Initial results of such imaging are illustrated in Figure 10 where we combined several close-up (d = 10 mm) images of the Siemens Star object obtained by Samsung Galaxy M12 (Model: SM-M127G/DS) cellphone using LASFN35 ball lens with D = 2 mm at λ = 632 nm. As shown in Figure 10a, the LASFN35 ball lens was fixed in a hole made in a stripe attached to a micromanipulation stage. Although our setup was rather bulky due to the use of the micrometer positional stage, a much more compact apparatus for the x-y movement of the ball lens can be constructed using a miniaturized stepper motor controlled by a low-cost microcontroller.^[15] Figure 10b shows that due to small image distortions we were able to crop and combine the images obtained at different positions of the ball lens without using any stitching software tools. The vertical lines along which the images were cropped are visible in Figure 10b, but in future we plan to use ≈20% overlap between neighboring images where apparent aberration is minimal to improve the quality of stitching by using either a commercial software such as Topostitch, Image Metrology, or free ImageJ software according to procedures described in Ref. [37].
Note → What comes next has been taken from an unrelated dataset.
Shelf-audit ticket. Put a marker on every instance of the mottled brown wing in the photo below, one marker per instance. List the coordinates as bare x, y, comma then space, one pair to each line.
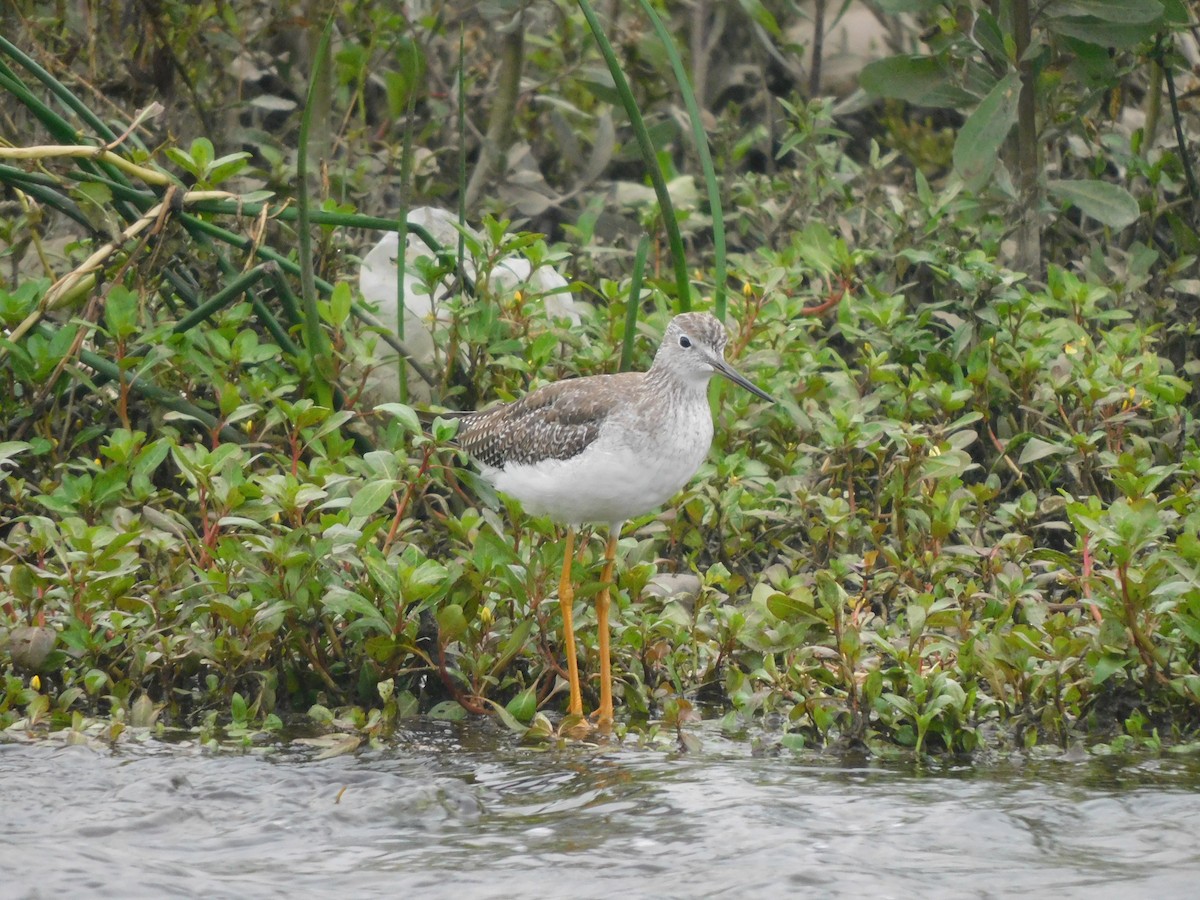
555, 423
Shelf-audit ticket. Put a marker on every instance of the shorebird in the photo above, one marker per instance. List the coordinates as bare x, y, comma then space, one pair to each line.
601, 450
The cellphone image in Figure 10b illustrates a resolution advantage over a microscope image of the same structure (Figure 10c) obtained by the Mitutoyo 10× objective with NA = 0.26. Currently, the resolution ≈1.5 µm is demonstrated over FoV = 0.5 mm. Studying the theoretical resolution limit in the close-up geometry of imaging by high-index ball lenses requires exact solution of the Maxwell equations which can be performed using numerical modeling methods by analogy with the cases of real and virtual imaging.^[54] Thus, these results show a clear prospect of achieving the cellphone imaging with a submicron resolution over a millimeter-scale FoV using high-index ball lenses.
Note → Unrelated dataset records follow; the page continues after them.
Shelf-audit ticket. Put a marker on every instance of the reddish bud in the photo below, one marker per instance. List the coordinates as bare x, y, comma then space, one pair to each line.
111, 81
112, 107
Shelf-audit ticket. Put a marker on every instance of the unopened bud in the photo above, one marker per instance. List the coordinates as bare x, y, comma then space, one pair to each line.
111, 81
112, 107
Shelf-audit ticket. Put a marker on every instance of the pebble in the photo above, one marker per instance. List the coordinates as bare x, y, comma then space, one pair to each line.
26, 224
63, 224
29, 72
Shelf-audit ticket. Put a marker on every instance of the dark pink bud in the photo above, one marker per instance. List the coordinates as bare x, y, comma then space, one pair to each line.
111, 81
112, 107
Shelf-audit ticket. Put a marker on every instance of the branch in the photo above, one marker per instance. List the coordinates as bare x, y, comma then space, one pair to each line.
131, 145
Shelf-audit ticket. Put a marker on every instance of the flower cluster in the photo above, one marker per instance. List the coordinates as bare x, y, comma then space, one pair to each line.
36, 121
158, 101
The proposed technology could be extended to near-infrared (IR), mid-IR, or far-IR ranges. In comparison with the silicon SILs for improving the image resolution,^{[65, 66]} it offers supermagnified imaging which could be particularly useful for minimizing the pixilation effects in the images captured by the IR photodetector focal plane arrays. Along with the LASFN35 glass (n = 1.96 at λ = 2.33 µm) one of the promising candidates for such imaging is represented by the barium titanate glass ball lenses which can be obtained with the refractive index in the 2.1–2.3 range in the visible regime (becoming close to n = 2 in the IR regime) and insignificant IR absorption.

8 Experimental Section

Conflict of Interest

The authors declare no conflict of interest.

Author Contributions

B.J. fabricated Au double-stripe structures, designed and carried out the experiments, analyzed the data, and prepared initial draft; A.J. performed imaging with enhanced FoV presented in Section 7; A.V.M. developed the theoretical model, conducted numerical modeling, and summarized its results; and V.N.A. conceived and designed the study, analyzed the experimental and theoretical data, managed the project, and wrote the final manuscript.